I grew up in a tiny hamlet in rural Nova Scotia. Our backyard was big enough to play baseball in, and we lost more than a few fly balls in the woods behind it. My grandparents lived across the road from us, and aunts, uncles, and cousins were within walking distance. Flowers and blueberries grew wild, and on summer evenings the air sounded like crickets.

The beach was less than a ten-minute drive away. I would spend whole days there with my cousins, braving the cold water and painfully stumbling over uneven rocks to get to the wavy sand that waited for us waist or chest deep. We walked along the shore looking for shells, wearing our towels as skirts and letting the sun dry us. We chatted on damp picnic blankets, crunching slightly sandy potato chips and wishing the juice boxes had stayed cold.
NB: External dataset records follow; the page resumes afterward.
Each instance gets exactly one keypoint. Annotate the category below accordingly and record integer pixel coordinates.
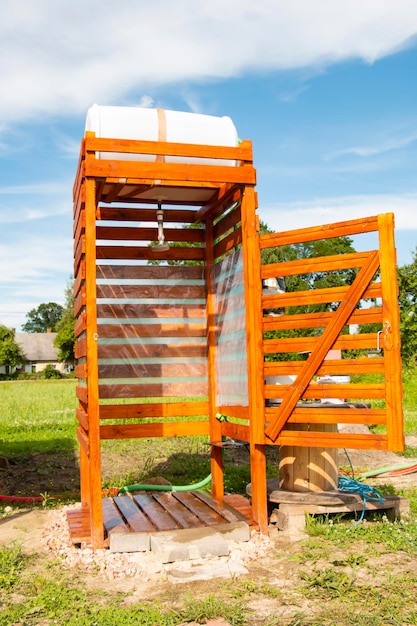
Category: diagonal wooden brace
(330, 335)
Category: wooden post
(308, 469)
(253, 295)
(94, 465)
(216, 453)
(391, 333)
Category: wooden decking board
(183, 517)
(159, 517)
(207, 516)
(153, 512)
(112, 519)
(134, 517)
(222, 508)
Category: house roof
(38, 346)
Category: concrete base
(291, 517)
(184, 544)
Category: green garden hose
(138, 487)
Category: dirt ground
(140, 575)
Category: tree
(407, 300)
(308, 281)
(65, 339)
(11, 353)
(45, 316)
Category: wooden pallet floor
(152, 512)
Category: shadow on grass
(37, 471)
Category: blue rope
(347, 485)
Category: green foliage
(65, 339)
(11, 353)
(407, 283)
(46, 315)
(51, 372)
(12, 563)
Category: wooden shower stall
(172, 320)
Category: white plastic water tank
(115, 122)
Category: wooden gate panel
(375, 280)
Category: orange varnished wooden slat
(315, 233)
(342, 367)
(124, 214)
(229, 221)
(308, 344)
(145, 253)
(235, 431)
(167, 409)
(108, 331)
(79, 525)
(228, 243)
(80, 301)
(316, 296)
(80, 326)
(333, 415)
(130, 350)
(159, 517)
(137, 522)
(241, 412)
(82, 418)
(331, 440)
(207, 516)
(82, 393)
(152, 371)
(153, 390)
(241, 152)
(329, 263)
(160, 429)
(81, 370)
(83, 440)
(320, 320)
(80, 349)
(170, 171)
(313, 391)
(118, 233)
(161, 311)
(183, 517)
(227, 195)
(159, 272)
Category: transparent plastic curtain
(231, 366)
(152, 331)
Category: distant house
(39, 351)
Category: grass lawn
(342, 574)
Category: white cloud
(60, 57)
(35, 269)
(290, 215)
(380, 147)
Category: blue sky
(326, 91)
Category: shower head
(161, 246)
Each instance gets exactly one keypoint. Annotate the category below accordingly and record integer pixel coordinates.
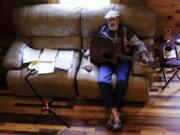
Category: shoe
(117, 125)
(109, 124)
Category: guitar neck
(123, 56)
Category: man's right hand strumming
(88, 67)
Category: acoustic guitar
(103, 50)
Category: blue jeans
(106, 70)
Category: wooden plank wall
(167, 11)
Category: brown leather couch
(72, 28)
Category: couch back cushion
(140, 18)
(67, 42)
(49, 25)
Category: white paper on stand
(64, 59)
(45, 67)
(48, 55)
(30, 54)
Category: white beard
(113, 28)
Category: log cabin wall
(168, 14)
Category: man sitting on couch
(117, 33)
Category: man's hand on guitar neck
(144, 59)
(88, 67)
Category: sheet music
(30, 54)
(64, 59)
(48, 55)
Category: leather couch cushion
(47, 20)
(69, 42)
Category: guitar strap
(125, 42)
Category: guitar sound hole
(108, 55)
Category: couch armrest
(14, 56)
(139, 70)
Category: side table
(173, 63)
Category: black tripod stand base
(51, 114)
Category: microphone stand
(46, 107)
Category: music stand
(46, 107)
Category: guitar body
(104, 50)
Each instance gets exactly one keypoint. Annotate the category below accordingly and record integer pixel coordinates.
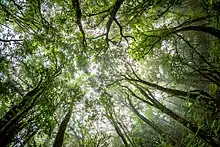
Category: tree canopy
(110, 73)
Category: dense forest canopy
(110, 73)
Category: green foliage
(95, 55)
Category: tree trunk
(14, 125)
(60, 134)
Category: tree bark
(60, 134)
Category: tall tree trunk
(13, 126)
(16, 108)
(60, 134)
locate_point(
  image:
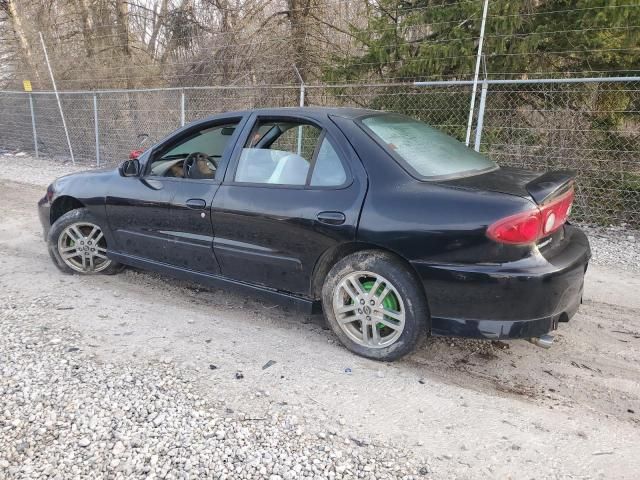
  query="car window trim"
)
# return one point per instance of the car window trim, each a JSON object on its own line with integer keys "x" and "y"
{"x": 166, "y": 145}
{"x": 324, "y": 133}
{"x": 405, "y": 165}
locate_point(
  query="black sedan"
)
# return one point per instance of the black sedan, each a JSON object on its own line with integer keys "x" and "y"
{"x": 394, "y": 229}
Cable TV didn’t become available until I was seven or eight. Sugar cereals (beyond Alpha-Bits and Honeycombs) were almost exotic… we had to go all the way to “town” for those. Strangers weren’t really a thing – on any given Sunday drive, Mom and Dad could tell me who lived in every single house we passed. Whenever we needed a babysitter, my folks had dozens to choose from.
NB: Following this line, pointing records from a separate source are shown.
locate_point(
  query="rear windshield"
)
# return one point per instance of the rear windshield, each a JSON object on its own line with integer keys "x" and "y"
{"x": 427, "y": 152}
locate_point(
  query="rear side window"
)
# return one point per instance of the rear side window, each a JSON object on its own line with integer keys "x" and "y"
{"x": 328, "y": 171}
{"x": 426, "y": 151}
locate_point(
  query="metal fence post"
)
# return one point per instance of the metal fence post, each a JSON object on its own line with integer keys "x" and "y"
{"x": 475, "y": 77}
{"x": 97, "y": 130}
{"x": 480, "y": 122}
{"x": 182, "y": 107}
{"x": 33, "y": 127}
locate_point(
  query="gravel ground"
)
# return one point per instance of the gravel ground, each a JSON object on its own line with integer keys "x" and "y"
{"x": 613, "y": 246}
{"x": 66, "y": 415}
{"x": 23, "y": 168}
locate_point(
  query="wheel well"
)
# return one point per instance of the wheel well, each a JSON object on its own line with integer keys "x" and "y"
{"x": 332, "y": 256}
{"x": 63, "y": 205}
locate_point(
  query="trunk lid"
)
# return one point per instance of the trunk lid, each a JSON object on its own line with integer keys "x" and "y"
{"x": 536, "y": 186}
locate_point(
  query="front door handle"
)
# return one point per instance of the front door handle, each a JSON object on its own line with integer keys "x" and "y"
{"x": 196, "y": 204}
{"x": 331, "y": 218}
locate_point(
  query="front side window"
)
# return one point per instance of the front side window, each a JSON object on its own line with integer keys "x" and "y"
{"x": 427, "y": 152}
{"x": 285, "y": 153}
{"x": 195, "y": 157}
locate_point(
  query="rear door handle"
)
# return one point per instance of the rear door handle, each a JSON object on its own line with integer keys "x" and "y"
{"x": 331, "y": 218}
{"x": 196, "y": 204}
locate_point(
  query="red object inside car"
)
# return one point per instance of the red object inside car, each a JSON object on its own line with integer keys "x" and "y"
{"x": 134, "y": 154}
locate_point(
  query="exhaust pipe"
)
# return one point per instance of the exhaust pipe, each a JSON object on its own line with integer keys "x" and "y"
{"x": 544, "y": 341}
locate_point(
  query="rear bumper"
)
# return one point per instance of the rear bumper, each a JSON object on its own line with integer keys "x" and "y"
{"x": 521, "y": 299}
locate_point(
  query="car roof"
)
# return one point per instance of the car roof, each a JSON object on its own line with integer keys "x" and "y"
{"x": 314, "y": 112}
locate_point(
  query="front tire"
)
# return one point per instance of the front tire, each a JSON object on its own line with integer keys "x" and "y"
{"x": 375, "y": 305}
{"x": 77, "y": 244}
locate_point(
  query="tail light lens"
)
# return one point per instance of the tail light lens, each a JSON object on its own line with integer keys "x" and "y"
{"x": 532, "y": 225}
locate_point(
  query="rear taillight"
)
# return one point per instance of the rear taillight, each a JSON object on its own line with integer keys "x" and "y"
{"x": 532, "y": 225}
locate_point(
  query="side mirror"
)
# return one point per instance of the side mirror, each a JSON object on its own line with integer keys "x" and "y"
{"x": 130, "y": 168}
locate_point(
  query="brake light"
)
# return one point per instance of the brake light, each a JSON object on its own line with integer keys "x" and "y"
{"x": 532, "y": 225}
People knew whose kid you were just by looking at you. If you were getting into mischief in the afternoon, your parents knew about it by the time you came home for supper. For better or worse, you really felt like the whole village was raising you.

Our little corner of the world was incredibly homogeneous  Not only was everyone white, but the same kind of white. Not only was everyone religious, but the same kind of religious. We were all part of one shared identity with matching opinions and values. We were honest, unpretentious country folk who moved at our own pace. City people were the first “them” that I was taught to compare “us” with.
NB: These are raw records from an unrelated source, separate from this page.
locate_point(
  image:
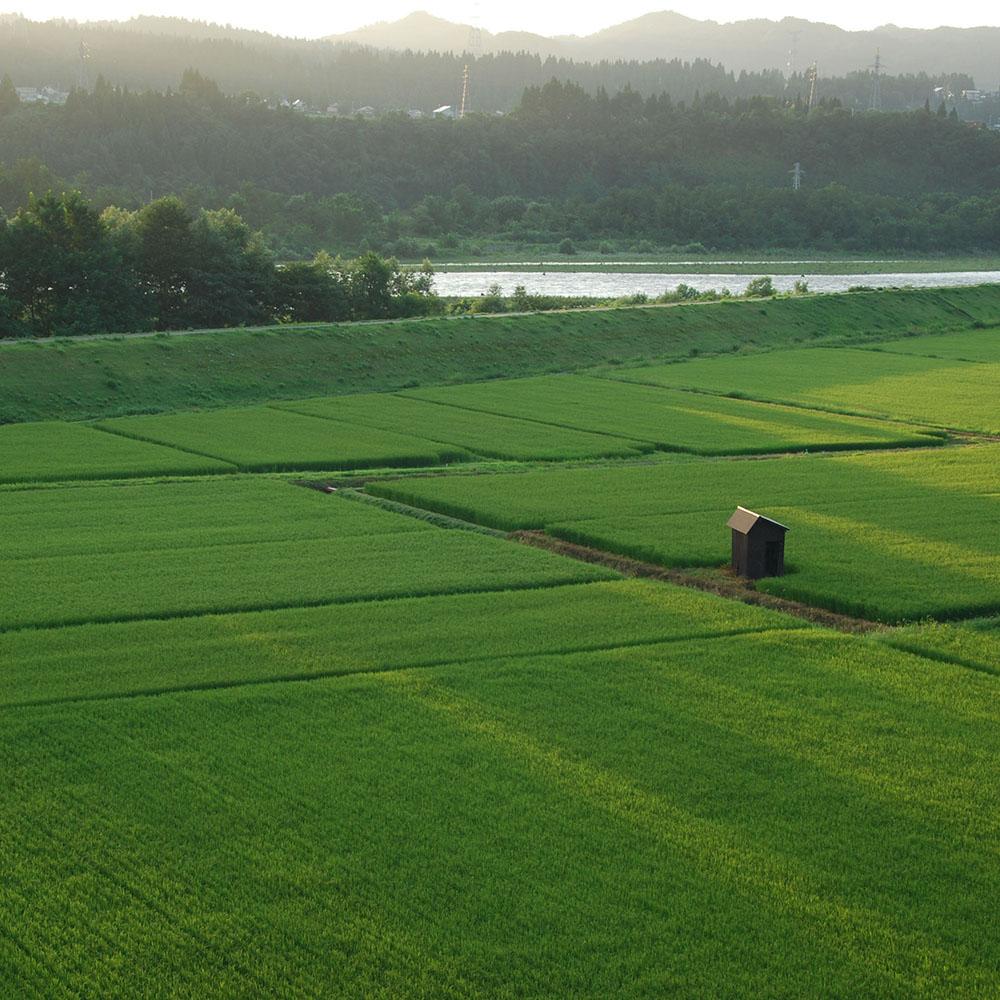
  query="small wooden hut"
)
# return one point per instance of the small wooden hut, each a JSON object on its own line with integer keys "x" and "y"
{"x": 758, "y": 545}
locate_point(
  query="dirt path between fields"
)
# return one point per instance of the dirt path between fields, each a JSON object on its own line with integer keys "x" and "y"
{"x": 720, "y": 582}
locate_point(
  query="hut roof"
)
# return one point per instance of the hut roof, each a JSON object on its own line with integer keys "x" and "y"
{"x": 743, "y": 520}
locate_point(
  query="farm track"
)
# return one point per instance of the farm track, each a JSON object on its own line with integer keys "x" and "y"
{"x": 720, "y": 583}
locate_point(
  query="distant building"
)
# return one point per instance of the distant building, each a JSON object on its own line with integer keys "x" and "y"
{"x": 42, "y": 95}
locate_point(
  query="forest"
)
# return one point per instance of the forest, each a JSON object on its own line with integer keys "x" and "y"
{"x": 66, "y": 270}
{"x": 620, "y": 170}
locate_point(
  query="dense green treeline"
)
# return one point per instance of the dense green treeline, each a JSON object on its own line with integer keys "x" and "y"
{"x": 565, "y": 165}
{"x": 66, "y": 270}
{"x": 153, "y": 53}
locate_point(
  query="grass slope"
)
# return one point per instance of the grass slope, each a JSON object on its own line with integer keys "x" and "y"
{"x": 109, "y": 377}
{"x": 52, "y": 450}
{"x": 678, "y": 421}
{"x": 798, "y": 813}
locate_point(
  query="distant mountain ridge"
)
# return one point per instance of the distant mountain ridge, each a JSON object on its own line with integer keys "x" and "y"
{"x": 751, "y": 45}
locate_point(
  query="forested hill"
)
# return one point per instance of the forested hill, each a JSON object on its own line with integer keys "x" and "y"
{"x": 560, "y": 142}
{"x": 747, "y": 44}
{"x": 564, "y": 165}
{"x": 152, "y": 53}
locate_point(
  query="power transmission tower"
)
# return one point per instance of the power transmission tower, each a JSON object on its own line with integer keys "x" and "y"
{"x": 83, "y": 79}
{"x": 464, "y": 104}
{"x": 793, "y": 52}
{"x": 876, "y": 104}
{"x": 473, "y": 49}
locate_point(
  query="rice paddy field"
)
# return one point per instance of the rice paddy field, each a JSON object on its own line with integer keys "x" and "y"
{"x": 950, "y": 393}
{"x": 672, "y": 421}
{"x": 54, "y": 450}
{"x": 261, "y": 739}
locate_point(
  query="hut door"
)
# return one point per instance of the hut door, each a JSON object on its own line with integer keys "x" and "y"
{"x": 772, "y": 559}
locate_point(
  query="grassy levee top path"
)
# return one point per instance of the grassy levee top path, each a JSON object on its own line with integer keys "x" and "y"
{"x": 113, "y": 376}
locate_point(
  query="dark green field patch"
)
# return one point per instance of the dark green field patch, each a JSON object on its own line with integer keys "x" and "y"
{"x": 891, "y": 536}
{"x": 951, "y": 394}
{"x": 486, "y": 434}
{"x": 263, "y": 439}
{"x": 963, "y": 345}
{"x": 714, "y": 818}
{"x": 132, "y": 518}
{"x": 117, "y": 586}
{"x": 974, "y": 644}
{"x": 677, "y": 421}
{"x": 54, "y": 451}
{"x": 91, "y": 661}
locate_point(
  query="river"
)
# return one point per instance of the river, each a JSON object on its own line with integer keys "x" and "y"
{"x": 611, "y": 285}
Most people who grow up where I did don’t stay. The job market is meagre,  and the dating pool is more of a shallow puddle, due to the tiny population and the unsettling truth that most of us are related to most of us. Romantic prospects are pretty much non-existent for a homo.

I spent my high school years terrified of what life would be like after high school, and then I spent my university years terrified of what life would be like after university. I had no vision of my own future. I spent four years as an undergrad, learning for its own sake, with no delusions that this would help me with a future career path. I was very much living in the present.  I took philosophy classes, and language classes, and writing classes. I chose things I knew I could do well on auto-pilot.  I had to, because my focus was split between my studies and my existential lesbian crisis.

During this phase of my life, my sister was living in Edmonton with her husband. We chatted on the phone most Saturdays. Sometimes she would ask me to move out west when school ended.

Downtown-Skyline-Edmonton-Alberta-Canada-01A
Pictured: “Out West”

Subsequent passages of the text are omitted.